Participants: Bereaved family (n = 138).
Measurements: An 8-item scale assessed the booklet's acceptability. Usefulness was rated on a 0 to 10 scale, and perceived usefulness referred to usefulness if family had had the booklet during the resident's stay. Families indicated preferred ways of obtaining, and the most appropriate time to get the booklet.
Results: Almost all families (94%) perceived the booklet as useful. Canadian and Dutch families evaluated the booklet's contents and format favorably, whereas Italian families' evaluations were less favorable. Almost all families endorsed roles for physicians or nurses and about half additionally accepted availability through own initiative, in print or through the Internet. Preference of timing was highly variable. Better acceptability, usefulness, and availability through own initiative were independently associated with non-Italian nationality, presence of more physical signs discussed in the booklet, feeling ill-prepared, and higher satisfaction with care. A preference of receiving the booklet early was more likely in Italian families, those without university education, and those involved with older residents.

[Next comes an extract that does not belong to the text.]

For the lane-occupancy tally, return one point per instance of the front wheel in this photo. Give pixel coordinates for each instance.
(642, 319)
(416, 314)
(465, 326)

Conclusion: The booklet is suitable to inform Dutch and Canadian families on comfort care in dementia, but implementation in Italy requires further consideration. The booklet may be integrated in advance care planning in long term care, and made available outside long term care settings to serve families who wish to be informed early. © 2012 American Medical Directors Association, Inc.
Keywords: Decision aid; decision making; advance care planning; palliative care; nursing homes; dementia.